Governance
Risk & opportunity oversight
Introduction
Mercuria operates in complex and evolving global markets where risk and opportunity are inherently interconnected. Effective oversight is essential not only to protect our business, but also to support long-term value creation and navigate the transition towards more sustainable energy systems.
As a global energy and commodities group, we manage risk within the context of the energy trilemma—balancing energy security, affordability and sustainability—recognising that shifts in geopolitics, regulation and market dynamics can rapidly change the risk landscape.
We define risk as the potential for adverse impacts on our business, including financial, operational and reputational exposures, and opportunity as the potential to create value through improved performance, innovation and strategic positioning.
Recognising the interdependence of risks and opportunities, we take an integrated approach to their identification, assessment and management. Further detail on climate-related risks and opportunities is provided in our TCFD Reporting section.
Effective risk and opportunity management is fundamental to Mercuria’s performance and resilience. Unmanaged risks can lead to financial loss, operational disruption and reputational damage, while missed opportunities may limit growth and competitiveness. By actively managing both, we aim to strengthen our business and deliver long-term value for our stakeholders.
Our key risk areas include:
- Climate change risk: including both physical risks, such as changing weather patterns and sea levels, and transition risks linked to evolving regulation, market dynamics and consumer behaviour
- Compliance risk: including risks arising from non-compliance with laws, regulations and internal policies, requiring strong governance and control frameworks
- Supply chain risk: including human rights, sanctions and geopolitical risks inherent in global trading activities
- Credit risk: relating to the potential for counterparties to default on contractual obligations
- Environmental, Social and Governance (ESG) risk – relating to the impact of our activities across environmental, social and governance dimensions
- Market risk: including exposure to fluctuations in commodity prices, interest rates and foreign exchange
- Operational risk: relating to the effectiveness and resilience of internal processes, systems and controls
- Reputational risk: linked to stakeholder perception and the need to maintain trust through ethical conduct and transparency
Mercuria’s risk management function operates with independent oversight, working closely with management, trading desks, investment teams and technology functions across all locations. Embedding risk management within each business unit strengthens processes and supports effective collaboration across the organisation.
Specialised risk teams are responsible for identifying, assessing and managing risks and opportunities, as well as developing and implementing relevant strategies, policies and procedures. These teams also monitor risk exposures and ensure appropriate reporting to senior management.

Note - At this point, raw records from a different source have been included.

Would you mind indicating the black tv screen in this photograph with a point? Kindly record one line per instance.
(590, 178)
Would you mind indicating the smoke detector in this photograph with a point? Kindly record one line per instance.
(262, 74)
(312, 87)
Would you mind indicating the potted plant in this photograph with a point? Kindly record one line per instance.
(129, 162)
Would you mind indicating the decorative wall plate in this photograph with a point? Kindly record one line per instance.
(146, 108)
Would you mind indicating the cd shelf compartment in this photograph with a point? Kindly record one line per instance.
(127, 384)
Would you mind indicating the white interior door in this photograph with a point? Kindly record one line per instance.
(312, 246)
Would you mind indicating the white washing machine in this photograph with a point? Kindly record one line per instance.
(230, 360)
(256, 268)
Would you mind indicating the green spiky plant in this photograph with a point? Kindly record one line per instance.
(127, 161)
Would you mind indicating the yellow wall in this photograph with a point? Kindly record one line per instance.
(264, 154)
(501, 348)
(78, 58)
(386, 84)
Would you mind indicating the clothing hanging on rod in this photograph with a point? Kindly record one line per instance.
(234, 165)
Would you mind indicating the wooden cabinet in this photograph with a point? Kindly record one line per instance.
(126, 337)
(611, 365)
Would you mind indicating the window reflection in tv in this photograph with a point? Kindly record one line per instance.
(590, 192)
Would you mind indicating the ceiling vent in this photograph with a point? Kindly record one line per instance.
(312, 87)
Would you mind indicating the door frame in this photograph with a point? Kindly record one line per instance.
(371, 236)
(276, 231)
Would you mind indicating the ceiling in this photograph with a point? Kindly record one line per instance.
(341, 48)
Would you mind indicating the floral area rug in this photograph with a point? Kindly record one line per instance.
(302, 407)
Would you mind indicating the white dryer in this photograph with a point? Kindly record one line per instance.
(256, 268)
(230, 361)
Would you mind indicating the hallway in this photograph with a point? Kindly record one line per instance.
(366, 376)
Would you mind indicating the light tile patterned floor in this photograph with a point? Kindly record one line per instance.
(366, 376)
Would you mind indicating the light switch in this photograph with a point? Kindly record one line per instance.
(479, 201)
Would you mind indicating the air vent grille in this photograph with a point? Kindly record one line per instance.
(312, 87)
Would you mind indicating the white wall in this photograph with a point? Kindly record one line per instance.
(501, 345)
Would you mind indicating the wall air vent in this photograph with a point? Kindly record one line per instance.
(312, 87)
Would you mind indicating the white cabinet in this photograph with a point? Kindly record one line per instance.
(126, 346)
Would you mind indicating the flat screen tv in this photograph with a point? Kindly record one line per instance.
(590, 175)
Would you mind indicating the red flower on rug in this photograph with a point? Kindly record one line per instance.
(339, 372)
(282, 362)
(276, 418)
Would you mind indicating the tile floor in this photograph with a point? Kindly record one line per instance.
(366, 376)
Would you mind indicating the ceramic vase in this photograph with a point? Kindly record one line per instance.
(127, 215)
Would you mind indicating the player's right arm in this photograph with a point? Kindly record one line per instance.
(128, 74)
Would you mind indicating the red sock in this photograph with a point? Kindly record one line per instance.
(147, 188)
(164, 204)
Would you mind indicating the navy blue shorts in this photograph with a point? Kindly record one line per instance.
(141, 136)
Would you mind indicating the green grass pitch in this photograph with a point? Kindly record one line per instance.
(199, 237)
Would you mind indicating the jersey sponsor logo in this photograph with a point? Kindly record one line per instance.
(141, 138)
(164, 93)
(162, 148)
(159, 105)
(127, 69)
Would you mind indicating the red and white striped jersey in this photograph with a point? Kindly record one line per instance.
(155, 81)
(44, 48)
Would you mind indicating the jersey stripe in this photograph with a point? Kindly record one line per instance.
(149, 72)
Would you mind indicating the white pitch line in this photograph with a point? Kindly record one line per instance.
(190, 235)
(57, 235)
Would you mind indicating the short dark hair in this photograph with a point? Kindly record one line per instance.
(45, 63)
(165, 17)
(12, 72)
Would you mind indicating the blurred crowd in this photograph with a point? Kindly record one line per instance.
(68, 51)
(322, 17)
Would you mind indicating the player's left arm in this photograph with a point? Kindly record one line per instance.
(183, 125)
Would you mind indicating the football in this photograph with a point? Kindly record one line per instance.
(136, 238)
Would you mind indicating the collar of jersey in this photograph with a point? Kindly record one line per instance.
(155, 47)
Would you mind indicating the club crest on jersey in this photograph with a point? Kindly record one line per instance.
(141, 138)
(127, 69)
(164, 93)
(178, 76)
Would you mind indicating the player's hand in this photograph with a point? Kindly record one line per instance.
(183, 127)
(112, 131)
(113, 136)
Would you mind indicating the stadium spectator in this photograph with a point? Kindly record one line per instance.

Our approach to risk and opportunity management is proactive and integrated, forming a core part of how we operate. As our business evolves—expanding across energy, LNG, metals and critical minerals—we continuously adapt our risk frameworks to reflect changing market conditions and emerging challenges.
Through this approach, Mercuria aims to build resilience, capture opportunities and support more secure, affordable and sustainable energy and commodities systems over the long term.